Anderson and his co-writers, Schwartzman and Roman Coppola, discuss these degrees of control on a commentary track, new to this release of the film. The three men sound confident and calm, less eccentric than their creations, though it’s clear the writing takes cues from their personal lives on some level. They speak of letting “circumstances guide us” — improvisation came not through off-script dialogue, but the condition of writing and then filming in a country with so many outside factors affecting the work.
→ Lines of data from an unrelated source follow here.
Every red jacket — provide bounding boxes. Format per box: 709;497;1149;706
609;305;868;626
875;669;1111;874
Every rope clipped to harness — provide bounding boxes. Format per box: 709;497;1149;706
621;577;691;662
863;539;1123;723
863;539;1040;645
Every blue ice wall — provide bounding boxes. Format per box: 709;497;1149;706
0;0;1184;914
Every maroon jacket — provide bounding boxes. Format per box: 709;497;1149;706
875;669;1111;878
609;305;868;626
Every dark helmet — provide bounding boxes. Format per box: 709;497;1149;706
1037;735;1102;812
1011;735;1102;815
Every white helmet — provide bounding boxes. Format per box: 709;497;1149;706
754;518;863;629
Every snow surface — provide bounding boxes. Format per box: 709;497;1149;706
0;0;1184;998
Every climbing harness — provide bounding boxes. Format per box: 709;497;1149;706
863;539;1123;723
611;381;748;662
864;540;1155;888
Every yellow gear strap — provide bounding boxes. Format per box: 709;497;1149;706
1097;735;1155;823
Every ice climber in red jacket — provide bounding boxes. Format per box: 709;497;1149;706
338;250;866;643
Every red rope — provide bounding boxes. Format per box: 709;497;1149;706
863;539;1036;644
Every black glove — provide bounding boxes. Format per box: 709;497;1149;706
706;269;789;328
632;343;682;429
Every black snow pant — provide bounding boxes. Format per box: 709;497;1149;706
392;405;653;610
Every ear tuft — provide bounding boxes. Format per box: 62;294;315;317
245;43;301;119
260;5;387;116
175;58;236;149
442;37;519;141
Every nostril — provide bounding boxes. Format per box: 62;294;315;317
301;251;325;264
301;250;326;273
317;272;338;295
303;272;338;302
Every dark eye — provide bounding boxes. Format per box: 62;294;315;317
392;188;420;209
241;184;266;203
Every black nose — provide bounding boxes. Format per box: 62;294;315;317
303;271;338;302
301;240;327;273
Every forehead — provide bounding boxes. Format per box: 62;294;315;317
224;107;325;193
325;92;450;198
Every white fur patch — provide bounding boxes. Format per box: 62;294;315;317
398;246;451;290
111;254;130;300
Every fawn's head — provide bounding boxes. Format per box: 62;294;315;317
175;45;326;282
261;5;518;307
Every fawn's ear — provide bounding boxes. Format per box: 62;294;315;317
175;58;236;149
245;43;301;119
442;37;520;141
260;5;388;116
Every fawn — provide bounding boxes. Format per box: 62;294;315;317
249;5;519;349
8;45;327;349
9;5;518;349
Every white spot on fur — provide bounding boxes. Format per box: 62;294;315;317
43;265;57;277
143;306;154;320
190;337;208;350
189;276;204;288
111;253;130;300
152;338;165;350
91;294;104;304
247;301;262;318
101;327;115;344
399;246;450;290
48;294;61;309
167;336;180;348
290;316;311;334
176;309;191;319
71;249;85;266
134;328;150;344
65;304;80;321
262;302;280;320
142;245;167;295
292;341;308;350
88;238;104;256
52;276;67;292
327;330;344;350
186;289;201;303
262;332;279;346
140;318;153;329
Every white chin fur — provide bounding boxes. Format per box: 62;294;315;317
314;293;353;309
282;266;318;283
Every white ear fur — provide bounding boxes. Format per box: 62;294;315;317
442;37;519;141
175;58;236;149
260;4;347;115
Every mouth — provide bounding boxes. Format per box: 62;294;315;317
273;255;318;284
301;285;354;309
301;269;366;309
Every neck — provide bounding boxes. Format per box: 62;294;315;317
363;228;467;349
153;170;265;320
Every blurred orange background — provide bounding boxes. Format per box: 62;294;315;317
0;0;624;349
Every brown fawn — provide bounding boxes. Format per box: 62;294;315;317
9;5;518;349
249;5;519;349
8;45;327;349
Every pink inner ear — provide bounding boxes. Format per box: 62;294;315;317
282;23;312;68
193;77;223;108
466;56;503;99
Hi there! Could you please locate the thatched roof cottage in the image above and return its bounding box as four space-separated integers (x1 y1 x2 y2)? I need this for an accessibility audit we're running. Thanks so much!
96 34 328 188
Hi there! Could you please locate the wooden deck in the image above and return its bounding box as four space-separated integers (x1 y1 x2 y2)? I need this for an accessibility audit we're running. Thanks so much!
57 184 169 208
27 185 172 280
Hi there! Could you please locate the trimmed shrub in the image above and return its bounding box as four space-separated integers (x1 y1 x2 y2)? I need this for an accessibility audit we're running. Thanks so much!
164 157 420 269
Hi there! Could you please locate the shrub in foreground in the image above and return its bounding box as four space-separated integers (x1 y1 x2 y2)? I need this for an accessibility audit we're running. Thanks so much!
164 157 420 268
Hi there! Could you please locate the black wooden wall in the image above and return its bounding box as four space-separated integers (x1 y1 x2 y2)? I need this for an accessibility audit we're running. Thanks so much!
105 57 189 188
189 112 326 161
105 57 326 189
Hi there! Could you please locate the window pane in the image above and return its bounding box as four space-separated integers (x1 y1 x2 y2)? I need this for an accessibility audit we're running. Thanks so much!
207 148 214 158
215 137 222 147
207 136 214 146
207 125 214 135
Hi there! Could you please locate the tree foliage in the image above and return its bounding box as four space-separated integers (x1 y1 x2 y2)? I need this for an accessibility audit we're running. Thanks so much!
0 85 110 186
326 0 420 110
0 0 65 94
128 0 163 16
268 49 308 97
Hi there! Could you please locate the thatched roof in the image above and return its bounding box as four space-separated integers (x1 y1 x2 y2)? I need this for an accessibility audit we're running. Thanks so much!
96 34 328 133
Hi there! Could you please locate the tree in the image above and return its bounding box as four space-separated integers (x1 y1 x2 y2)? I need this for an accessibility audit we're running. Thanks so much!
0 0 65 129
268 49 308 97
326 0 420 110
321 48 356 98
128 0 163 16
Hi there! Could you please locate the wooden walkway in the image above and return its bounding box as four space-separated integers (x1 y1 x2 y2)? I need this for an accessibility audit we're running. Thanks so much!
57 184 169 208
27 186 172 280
Coppola likened the process to “going someplace we had been to before, but without a map.” You can see this at work in Barry Braverman’s 40-minute making-of documentary, which proceeds without narration, interviews, or even explanatory subtitles; he simply captures the sights and sounds of making this movie, especially when it spills over into the vivid locations.

The commentary is intelligent and the documentary neat, but neither are as much fun as actually watching the film, nor adept at placing Darjeeling in Anderson’s larger filmography. Matt Zoller Seitz provides a video essay more comfortable making direct comments on the film’s themes and how it fits with its siblings. Seitz compares it to 2001 — not in style, but in that it represents a culmination of Anderson’s work to that point in his career. There are moments in the film where it feels a little more like a retread than a pinnacle, but the point stands: elements of his past films come together for one that feels similar, yet distinct.

The Criterion DVD has a few deleted scenes and alternate takes, too, but they’re even less essential than usual; it’s Anderson’s companion short, Hotel Chevalier, that feels like the quintessential work that doesn’t quite fit into the larger film but should be seen anyway — a fully produced and precisely arranged deleted section of Jack Whitman’s life. Here we again see Anderson in customary control while understanding the need to leave this material out of the larger work (though it can play, as it did in some theaters, with Chevalier as an immediate prologue). Anderson’s films are sometimes dismissed for having a glassed-in, hermetic quality, but The Darjeeling Limited displays self-awareness in presenting style and affections as windows to the soul.